This repo contains information, the source for utilities and an example for The Big Sort dev day.
For The Big Sort dev portion you need to write a program that sorts a file. The file will be plaintext with many many lines of text. You will need to produce a file where each line of text is alphanumerically greater than the line before it. The sort must be case-insensitive.
Furthermore, the program you write will need to be containerized with docker. (Remember that a docker container runs like an executable). When your container is run, the paths for the source and destination dirs will be mounted, and your program will be executed with the name of the source and destination file.

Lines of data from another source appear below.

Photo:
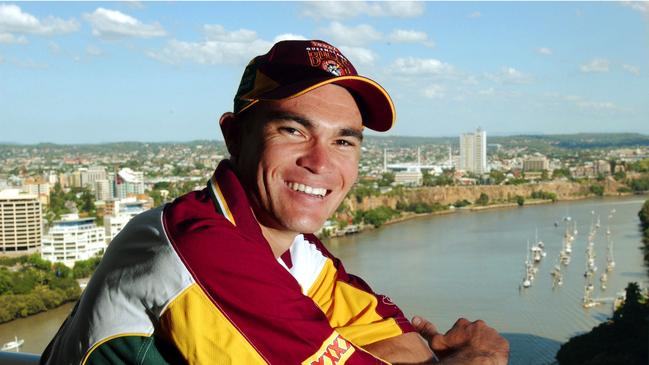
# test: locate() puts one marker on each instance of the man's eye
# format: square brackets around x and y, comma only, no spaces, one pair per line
[344,142]
[290,130]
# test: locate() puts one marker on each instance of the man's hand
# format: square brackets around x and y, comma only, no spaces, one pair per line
[465,343]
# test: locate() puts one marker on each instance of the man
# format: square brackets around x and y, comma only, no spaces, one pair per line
[233,273]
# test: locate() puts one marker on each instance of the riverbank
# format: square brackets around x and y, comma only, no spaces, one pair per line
[405,216]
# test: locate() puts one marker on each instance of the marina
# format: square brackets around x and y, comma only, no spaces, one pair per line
[471,265]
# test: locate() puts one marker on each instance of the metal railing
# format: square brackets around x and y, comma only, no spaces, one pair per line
[18,358]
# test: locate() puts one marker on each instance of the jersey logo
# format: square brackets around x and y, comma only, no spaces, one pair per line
[334,351]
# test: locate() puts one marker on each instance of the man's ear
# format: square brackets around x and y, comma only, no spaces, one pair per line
[231,130]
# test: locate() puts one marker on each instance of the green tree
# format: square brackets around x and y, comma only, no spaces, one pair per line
[387,178]
[619,341]
[496,177]
[562,172]
[520,200]
[643,214]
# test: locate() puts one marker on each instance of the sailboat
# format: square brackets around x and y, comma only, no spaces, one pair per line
[13,345]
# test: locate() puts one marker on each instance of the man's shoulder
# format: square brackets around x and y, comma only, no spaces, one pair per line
[193,212]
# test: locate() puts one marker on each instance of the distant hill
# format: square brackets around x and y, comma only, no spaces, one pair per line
[561,141]
[532,142]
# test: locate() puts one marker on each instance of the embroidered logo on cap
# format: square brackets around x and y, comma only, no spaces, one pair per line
[328,58]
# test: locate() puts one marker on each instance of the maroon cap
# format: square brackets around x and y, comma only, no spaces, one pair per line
[292,68]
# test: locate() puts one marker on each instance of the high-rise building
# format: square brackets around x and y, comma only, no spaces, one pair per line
[102,190]
[72,239]
[93,174]
[536,163]
[37,187]
[473,152]
[21,222]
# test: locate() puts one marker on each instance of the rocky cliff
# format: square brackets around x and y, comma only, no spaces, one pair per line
[565,190]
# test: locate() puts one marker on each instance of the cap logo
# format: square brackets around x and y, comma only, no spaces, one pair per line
[329,59]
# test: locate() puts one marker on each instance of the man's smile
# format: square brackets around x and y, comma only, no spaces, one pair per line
[311,190]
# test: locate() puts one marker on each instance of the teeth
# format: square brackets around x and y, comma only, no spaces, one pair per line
[307,189]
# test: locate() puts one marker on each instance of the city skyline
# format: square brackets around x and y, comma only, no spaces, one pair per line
[152,72]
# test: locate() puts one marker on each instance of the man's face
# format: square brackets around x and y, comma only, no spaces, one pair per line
[300,157]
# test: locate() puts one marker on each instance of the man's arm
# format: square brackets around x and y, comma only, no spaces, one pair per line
[465,343]
[408,348]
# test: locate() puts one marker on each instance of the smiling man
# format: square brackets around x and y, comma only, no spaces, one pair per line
[233,274]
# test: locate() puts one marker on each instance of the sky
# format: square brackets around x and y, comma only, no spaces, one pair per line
[85,72]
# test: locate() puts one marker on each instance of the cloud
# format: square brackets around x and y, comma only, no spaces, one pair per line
[288,37]
[359,55]
[133,4]
[595,65]
[421,67]
[593,105]
[8,38]
[510,75]
[351,36]
[544,51]
[410,36]
[210,52]
[434,92]
[586,104]
[112,25]
[631,69]
[345,10]
[641,6]
[54,48]
[94,51]
[14,20]
[215,32]
[487,92]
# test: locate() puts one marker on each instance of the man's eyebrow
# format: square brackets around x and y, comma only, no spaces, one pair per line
[280,115]
[344,132]
[351,132]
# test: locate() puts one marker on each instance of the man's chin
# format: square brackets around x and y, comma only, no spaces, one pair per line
[306,226]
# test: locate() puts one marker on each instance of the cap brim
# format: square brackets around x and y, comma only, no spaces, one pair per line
[375,104]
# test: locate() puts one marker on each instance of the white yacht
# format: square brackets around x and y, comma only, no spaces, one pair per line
[13,345]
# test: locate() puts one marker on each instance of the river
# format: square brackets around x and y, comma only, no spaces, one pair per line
[470,264]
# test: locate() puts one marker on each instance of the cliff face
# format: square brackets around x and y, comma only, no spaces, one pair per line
[565,190]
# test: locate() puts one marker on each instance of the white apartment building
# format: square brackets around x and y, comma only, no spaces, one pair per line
[473,152]
[40,188]
[114,224]
[411,176]
[128,182]
[21,222]
[72,239]
[536,163]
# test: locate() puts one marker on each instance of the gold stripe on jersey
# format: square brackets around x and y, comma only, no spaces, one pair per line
[351,311]
[335,350]
[203,334]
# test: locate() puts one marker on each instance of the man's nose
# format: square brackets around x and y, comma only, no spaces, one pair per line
[316,158]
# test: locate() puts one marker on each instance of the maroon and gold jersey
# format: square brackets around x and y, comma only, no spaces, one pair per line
[196,282]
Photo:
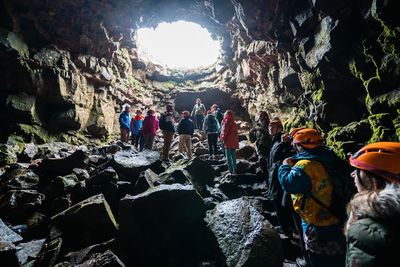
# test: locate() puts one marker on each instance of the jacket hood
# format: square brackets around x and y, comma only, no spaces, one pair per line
[321,154]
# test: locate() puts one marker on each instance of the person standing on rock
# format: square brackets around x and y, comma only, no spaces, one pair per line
[229,136]
[304,176]
[218,113]
[372,229]
[211,127]
[136,130]
[260,135]
[281,149]
[185,131]
[125,123]
[199,111]
[149,129]
[168,128]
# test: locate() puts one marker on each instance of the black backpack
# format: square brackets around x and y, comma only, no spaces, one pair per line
[162,122]
[343,187]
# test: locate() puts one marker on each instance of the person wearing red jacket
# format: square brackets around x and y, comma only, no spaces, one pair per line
[149,129]
[230,138]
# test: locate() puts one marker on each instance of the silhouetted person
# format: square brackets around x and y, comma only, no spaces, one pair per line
[125,123]
[199,111]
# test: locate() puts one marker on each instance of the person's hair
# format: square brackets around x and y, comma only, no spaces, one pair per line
[127,106]
[230,113]
[169,107]
[380,205]
[263,114]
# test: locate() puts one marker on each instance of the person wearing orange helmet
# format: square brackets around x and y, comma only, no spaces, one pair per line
[372,229]
[305,177]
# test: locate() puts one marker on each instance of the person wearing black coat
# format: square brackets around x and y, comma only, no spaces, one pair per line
[185,131]
[279,151]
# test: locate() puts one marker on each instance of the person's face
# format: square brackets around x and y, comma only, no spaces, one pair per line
[274,130]
[361,181]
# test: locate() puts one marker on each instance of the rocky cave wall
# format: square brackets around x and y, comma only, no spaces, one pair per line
[68,66]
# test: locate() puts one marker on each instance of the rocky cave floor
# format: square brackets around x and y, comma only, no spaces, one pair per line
[66,205]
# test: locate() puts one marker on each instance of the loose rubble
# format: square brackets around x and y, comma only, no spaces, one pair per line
[62,205]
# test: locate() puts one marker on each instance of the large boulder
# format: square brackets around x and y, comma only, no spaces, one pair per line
[199,172]
[87,222]
[17,205]
[8,235]
[166,221]
[64,166]
[29,250]
[129,163]
[7,155]
[245,237]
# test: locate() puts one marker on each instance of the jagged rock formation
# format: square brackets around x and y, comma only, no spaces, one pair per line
[67,66]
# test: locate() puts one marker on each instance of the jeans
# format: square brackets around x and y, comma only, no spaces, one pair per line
[124,135]
[231,158]
[185,142]
[148,141]
[138,140]
[167,143]
[212,139]
[199,122]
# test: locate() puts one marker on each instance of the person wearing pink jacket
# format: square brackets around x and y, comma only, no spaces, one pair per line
[149,129]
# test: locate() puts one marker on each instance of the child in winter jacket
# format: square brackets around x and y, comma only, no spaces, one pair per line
[149,129]
[230,138]
[211,127]
[185,131]
[372,230]
[136,129]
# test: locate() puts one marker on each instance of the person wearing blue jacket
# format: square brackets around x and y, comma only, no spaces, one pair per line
[185,131]
[125,123]
[212,128]
[136,129]
[304,177]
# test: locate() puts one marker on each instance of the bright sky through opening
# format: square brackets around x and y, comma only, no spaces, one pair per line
[179,44]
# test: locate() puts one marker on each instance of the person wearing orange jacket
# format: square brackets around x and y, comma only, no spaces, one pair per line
[230,138]
[372,229]
[305,178]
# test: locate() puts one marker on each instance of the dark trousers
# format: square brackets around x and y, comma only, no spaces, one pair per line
[199,121]
[212,139]
[136,139]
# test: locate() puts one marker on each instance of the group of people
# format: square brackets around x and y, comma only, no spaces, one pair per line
[296,166]
[301,184]
[213,123]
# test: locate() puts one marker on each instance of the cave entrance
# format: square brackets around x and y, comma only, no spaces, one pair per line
[179,45]
[225,101]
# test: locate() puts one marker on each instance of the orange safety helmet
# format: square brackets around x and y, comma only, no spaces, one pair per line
[294,131]
[308,138]
[276,122]
[381,158]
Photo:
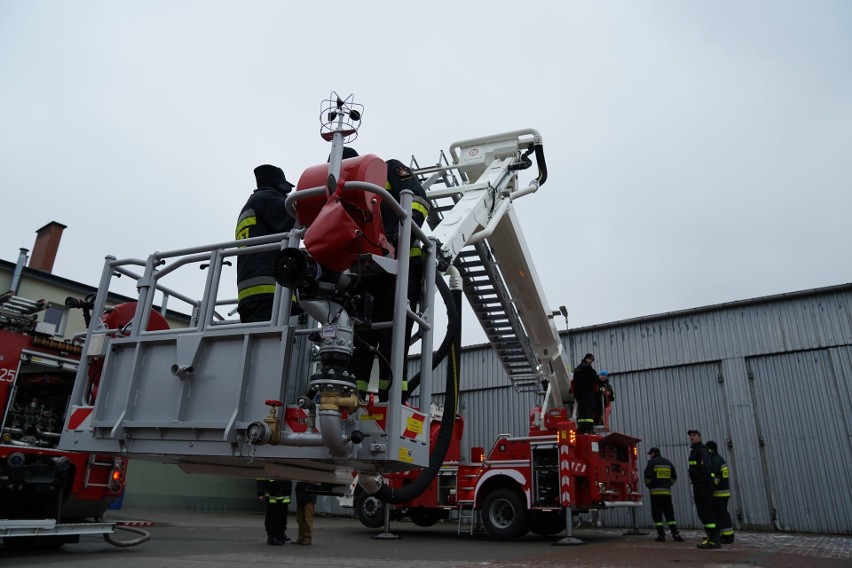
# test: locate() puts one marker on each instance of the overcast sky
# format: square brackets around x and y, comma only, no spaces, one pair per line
[698,152]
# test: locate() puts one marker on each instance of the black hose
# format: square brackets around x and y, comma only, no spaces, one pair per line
[448,420]
[144,536]
[443,349]
[542,166]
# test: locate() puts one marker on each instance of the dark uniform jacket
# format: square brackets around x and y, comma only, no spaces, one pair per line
[263,214]
[585,382]
[401,177]
[660,475]
[722,487]
[700,470]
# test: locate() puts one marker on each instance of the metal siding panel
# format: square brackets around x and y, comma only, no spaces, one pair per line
[659,406]
[805,436]
[665,370]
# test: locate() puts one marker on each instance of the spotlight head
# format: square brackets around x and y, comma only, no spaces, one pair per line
[294,268]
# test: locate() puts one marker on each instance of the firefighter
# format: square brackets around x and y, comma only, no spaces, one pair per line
[275,493]
[382,288]
[604,397]
[305,503]
[263,214]
[721,494]
[660,475]
[702,478]
[585,386]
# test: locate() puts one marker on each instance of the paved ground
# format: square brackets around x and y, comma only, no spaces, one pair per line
[187,539]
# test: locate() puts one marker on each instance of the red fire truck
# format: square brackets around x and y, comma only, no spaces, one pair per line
[520,484]
[48,496]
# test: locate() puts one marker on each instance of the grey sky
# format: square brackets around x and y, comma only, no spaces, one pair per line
[698,152]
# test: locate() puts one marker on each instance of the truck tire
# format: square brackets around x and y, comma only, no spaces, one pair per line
[547,523]
[370,510]
[504,514]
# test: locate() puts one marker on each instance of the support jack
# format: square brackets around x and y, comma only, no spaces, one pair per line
[568,539]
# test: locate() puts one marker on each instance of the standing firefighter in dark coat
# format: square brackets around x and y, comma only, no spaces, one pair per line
[702,478]
[382,288]
[586,385]
[721,494]
[263,214]
[660,476]
[276,494]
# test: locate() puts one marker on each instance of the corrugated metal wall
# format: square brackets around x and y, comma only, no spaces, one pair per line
[770,380]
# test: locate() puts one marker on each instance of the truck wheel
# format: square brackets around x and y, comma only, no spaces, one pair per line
[424,517]
[547,523]
[370,510]
[504,514]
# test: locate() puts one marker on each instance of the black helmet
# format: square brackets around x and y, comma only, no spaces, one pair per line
[271,176]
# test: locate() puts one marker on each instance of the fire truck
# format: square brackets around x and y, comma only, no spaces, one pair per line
[48,496]
[276,398]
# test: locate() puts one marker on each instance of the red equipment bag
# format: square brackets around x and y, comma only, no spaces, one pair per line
[348,223]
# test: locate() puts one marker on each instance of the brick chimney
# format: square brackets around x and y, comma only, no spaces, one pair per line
[47,243]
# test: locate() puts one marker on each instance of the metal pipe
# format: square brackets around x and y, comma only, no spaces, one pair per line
[19,269]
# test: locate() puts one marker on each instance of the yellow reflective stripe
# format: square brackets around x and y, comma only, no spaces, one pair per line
[242,231]
[254,290]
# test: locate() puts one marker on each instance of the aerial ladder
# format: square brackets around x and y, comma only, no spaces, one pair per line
[273,399]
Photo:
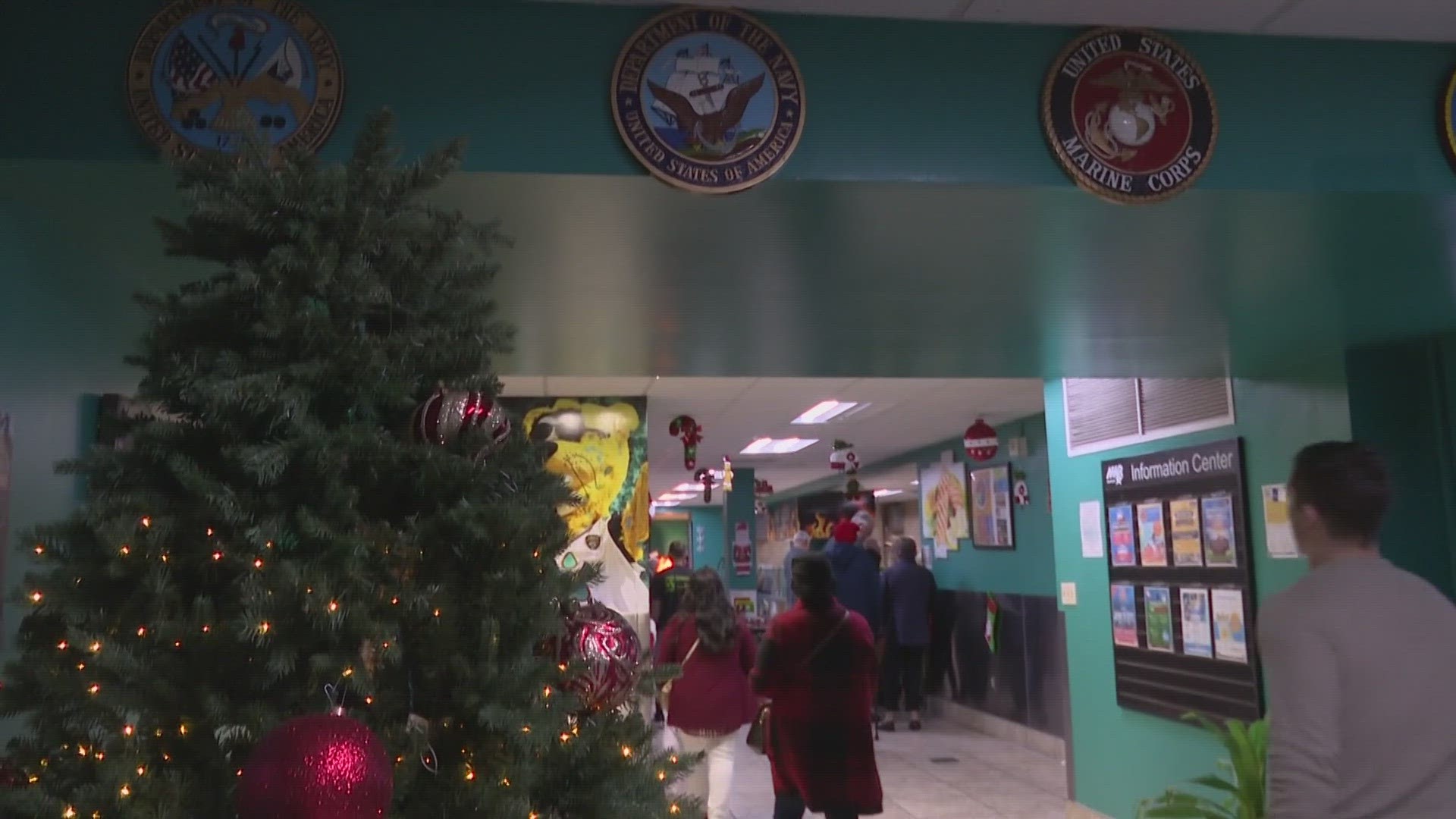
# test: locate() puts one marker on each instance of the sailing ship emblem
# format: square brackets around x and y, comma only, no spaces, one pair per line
[708,99]
[1128,115]
[204,79]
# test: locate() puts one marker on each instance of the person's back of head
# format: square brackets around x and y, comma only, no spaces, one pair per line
[707,602]
[1338,496]
[906,548]
[813,582]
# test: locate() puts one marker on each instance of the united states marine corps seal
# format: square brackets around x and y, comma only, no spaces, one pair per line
[206,74]
[1128,115]
[708,99]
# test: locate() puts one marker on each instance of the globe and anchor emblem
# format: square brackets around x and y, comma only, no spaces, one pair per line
[1116,130]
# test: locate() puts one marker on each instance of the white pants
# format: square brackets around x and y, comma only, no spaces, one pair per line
[711,780]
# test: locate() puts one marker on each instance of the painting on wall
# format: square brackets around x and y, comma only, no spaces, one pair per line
[943,504]
[990,509]
[599,447]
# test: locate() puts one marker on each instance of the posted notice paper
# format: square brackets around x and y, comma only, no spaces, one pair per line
[1091,515]
[1279,534]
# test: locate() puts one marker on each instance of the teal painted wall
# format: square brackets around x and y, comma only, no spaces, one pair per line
[1402,403]
[528,83]
[1030,569]
[1120,755]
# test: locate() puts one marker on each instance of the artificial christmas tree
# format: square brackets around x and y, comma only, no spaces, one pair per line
[280,531]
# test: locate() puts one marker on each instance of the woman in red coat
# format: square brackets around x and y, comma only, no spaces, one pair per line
[817,664]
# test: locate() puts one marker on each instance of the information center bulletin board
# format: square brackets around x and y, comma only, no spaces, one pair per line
[1183,583]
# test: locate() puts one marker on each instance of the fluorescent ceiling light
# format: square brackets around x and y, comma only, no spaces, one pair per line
[778,447]
[824,411]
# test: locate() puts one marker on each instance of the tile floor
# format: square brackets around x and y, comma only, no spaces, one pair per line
[941,773]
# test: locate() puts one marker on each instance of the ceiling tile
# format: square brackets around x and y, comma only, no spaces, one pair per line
[573,387]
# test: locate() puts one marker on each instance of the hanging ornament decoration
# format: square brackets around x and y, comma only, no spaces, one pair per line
[1019,493]
[202,76]
[705,477]
[452,413]
[981,441]
[609,654]
[688,430]
[316,767]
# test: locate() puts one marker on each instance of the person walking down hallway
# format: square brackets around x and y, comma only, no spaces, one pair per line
[1359,657]
[909,595]
[856,573]
[799,547]
[712,698]
[817,665]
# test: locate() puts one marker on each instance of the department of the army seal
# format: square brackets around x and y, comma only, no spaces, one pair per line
[708,99]
[1128,115]
[204,74]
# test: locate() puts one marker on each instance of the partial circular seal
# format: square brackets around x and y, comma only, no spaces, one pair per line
[1128,115]
[206,74]
[708,99]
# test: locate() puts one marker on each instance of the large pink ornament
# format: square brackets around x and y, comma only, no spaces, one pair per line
[318,767]
[609,651]
[450,413]
[981,441]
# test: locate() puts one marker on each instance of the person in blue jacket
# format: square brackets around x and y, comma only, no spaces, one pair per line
[856,573]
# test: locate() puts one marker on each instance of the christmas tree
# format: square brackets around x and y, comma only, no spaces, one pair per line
[277,528]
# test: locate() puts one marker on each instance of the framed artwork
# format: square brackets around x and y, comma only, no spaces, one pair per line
[990,509]
[943,504]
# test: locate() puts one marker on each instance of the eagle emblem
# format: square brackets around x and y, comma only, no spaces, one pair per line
[210,79]
[717,108]
[1128,115]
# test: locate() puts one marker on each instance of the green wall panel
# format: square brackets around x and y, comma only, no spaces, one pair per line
[1120,755]
[887,99]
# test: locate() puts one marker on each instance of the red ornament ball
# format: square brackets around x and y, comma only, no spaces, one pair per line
[316,767]
[609,651]
[450,413]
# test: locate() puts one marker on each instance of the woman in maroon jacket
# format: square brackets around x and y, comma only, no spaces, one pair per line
[712,698]
[817,664]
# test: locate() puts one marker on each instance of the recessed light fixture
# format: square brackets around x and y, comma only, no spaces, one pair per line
[778,447]
[826,411]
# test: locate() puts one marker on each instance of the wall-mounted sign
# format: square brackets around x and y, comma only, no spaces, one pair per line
[1128,115]
[202,76]
[708,99]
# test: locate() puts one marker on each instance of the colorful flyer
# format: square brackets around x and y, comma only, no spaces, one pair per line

For example, your container will be invoked (kind of) like so:
docker pull <your/image>
docker run -it -v /src:/src:ro -v /dst:/dst <your/image> /src/file.dat /dst/file.dat
The time it takes for your program to run will be recorded. Once the program is done, the destination file will be checked. If the file is sorted, the sort will be considered successful.
Note: Inside your container everything will be read only except the destination directory.
Note: to see the actual command used to run the container, see run-sort.sh.
To build and install the utilities, run this in the src directory:
make
sudo make install
Generates a file with random stuff.
Usage: generate <amount in gigabytes>
The program will print to stdout so run it e.g. like this:
# will generate 3Gb of random data and store in /tmp/wut.dat
generate 3 > /tmp/wut.dat
checks if a file is sorted.
Usage: check-sorted <sorted file>
The program will print status to stderr and return 0 if the file is sorted.
In the directory example you'll find an example docker image. It uses sort(1) to sort the file. You can use it as an example of how your dockerfile should be built. Your dockerfile will be run much like this example when it is benchmarked.
Execute this in the example directory:
docker build -t sortexample .
For example, to sort 1 gb, run this:
mkdir -p /tmp/src /tmp/dst
generate 1 > /tmp/src/file.dat
time docker run -it \
-v /tmp/src:/src:ro -v /tmp/dst:/dst \
sortexample \
/src/file.dat \
/dst/file.dat
The output should be:
sort -f -o /dst/file.dat /src/file.dat
done
real 0m15.008s
user 0m0.008s
sys 0m0.008s
Here we see the file was sorted in 15 seconds.
Note: your results will be skewed if /tmp
has tmpfs
mounted